I have always believed that all three levels of government should come to the opening ceremony.

The Prime Minister and I have a longstanding and very successful relationship. We both know the spirit of my comments and I have no indication that she was offended in any way.

If in doubt, ask her.

“You don’t know the protocols and I think it’s a really important lesson for everyone here — opening ceremonies cost on the order of $75 million to $100 million,” Mr Coates said.

“My very strong recommendation is the Prime Minister and the Mayor and the Minister, be there and understand.”

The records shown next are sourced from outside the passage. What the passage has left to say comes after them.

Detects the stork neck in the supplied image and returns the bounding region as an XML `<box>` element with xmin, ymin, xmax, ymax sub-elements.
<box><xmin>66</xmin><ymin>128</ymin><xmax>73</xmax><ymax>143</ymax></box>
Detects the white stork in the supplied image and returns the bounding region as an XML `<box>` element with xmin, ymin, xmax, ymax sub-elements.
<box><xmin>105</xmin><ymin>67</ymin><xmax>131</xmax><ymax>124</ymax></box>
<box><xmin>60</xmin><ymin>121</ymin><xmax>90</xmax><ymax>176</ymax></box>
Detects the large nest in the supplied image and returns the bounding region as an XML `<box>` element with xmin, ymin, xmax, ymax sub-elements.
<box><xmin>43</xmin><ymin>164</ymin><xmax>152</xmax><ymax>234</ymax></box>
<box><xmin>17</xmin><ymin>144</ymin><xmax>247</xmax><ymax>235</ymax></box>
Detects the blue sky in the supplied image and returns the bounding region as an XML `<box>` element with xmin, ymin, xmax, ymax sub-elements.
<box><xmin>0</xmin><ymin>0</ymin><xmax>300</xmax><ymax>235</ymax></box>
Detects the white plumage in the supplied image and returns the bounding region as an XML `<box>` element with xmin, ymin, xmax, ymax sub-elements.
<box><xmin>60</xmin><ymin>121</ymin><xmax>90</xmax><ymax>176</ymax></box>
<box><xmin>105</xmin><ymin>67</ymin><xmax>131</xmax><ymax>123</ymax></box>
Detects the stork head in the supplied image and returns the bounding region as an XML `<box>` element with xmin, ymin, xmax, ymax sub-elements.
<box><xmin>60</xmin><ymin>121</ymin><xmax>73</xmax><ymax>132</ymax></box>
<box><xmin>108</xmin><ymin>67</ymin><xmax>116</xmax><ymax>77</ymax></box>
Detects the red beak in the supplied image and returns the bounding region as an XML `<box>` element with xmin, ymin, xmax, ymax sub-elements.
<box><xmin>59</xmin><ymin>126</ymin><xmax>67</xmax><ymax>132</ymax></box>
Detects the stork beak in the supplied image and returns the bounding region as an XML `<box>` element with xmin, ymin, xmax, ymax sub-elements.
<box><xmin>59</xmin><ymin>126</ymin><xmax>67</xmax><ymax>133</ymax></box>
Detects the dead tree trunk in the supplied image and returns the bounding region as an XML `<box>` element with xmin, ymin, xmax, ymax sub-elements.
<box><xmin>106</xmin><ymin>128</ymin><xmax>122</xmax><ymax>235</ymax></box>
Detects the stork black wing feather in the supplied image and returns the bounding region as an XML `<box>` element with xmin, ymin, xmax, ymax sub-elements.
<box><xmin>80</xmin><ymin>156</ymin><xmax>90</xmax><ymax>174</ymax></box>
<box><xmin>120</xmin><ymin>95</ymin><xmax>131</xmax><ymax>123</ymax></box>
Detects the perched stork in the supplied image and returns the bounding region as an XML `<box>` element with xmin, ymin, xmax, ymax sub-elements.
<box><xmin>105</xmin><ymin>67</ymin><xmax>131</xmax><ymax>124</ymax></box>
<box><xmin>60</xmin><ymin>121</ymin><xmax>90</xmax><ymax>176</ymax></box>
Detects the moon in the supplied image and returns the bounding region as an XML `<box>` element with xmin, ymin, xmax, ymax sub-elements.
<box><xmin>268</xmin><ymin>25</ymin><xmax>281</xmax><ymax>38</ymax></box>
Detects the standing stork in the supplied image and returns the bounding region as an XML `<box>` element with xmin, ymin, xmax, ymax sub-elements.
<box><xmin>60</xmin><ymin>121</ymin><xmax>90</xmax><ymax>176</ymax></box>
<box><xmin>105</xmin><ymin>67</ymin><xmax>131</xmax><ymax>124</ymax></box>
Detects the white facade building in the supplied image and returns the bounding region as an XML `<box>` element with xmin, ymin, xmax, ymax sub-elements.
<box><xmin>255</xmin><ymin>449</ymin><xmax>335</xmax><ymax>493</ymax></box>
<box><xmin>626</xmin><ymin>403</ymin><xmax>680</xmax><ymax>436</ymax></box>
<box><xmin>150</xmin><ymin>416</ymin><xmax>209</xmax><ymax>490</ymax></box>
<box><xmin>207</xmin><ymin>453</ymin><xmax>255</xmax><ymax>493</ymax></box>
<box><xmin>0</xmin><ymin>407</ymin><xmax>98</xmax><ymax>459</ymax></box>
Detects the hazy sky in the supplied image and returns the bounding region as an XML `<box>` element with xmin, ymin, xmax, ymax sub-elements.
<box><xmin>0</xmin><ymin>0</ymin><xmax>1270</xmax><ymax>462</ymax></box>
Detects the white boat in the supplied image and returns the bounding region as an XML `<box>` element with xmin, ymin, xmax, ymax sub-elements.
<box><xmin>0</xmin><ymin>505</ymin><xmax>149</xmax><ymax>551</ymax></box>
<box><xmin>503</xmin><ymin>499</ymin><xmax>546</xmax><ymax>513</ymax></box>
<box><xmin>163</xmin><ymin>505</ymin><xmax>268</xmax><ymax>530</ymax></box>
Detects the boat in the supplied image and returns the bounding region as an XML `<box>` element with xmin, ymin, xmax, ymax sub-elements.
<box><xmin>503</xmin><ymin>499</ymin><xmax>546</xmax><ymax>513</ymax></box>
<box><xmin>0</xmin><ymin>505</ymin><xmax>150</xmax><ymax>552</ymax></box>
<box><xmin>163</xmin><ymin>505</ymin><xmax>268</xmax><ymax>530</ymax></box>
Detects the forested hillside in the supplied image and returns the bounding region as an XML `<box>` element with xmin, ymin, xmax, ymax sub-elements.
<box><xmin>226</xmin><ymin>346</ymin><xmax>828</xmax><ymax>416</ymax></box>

His comment sparked a public reaction, with media personalities criticizing the vice president of the IOC.

Nine News journalist Leila McKinnon praised Ms. Palaszczuk for showing “restraint” while being “talked to on the world stage as if she were a recalcitrant teenager.”

“My blood would boil,” she wrote on Twitter.

Ms Palaszczuk reportedly texted Mr Coates apologizing for the resistance.

Ms Palaszczuk has reportedly texted Mr Coates to apologize for the backlash after Wednesday's press conference

Ms Palaszczuk has reportedly texted Mr Coates to apologize for the backlash after Wednesday’s press conference

“I’m sorry there was negative media about this,” the text read. “They always look for a problem when there isn’t one.”

On Thursday, the prime minister appeared to suggest she would follow Mr Coates’ instructions and attend the ceremony.

‘I’m not going to offend anyone. John Coates laid down the law last night,” she told ABC Brisbane.

“I’m not going to insult the IOC, I’m not going to insult the Japanese government, so I’ll let them figure that out.

“If we didn’t have John Coates, this… [the successful bid] wouldn’t have happened,” she said in a separate interview with ABC News.

“John has been the driving force behind us to secure the Olympics. His networks are nothing short of phenomenal.’

On Thursday, the Prime Minister appeared to suggest she would follow Mr Coates' instructions and attend the ceremony (pictured, Olympic cauldron being lit during the Tokyo 2020 Olympic Games Opening Ceremony at the Olympic Stadium)

On Thursday, the Prime Minister appeared to suggest she would follow Mr Coates’ instructions and attend the ceremony (pictured, Olympic cauldron being lit during the Tokyo 2020 Olympic Games Opening Ceremony at the Olympic Stadium)

Mr Coates later claimed that his comments to Ms Palaszczuk had been “completely misinterpreted”.

“My comments about the Prime Minister and the opening ceremony have been completely misinterpreted by people who were not in the room,” he said.

“Absolutely, I think the Prime Minister should come to the opening ceremony and she has accepted that.

“We both know the thrust of my comments and I have no indication that she was offended in any way.”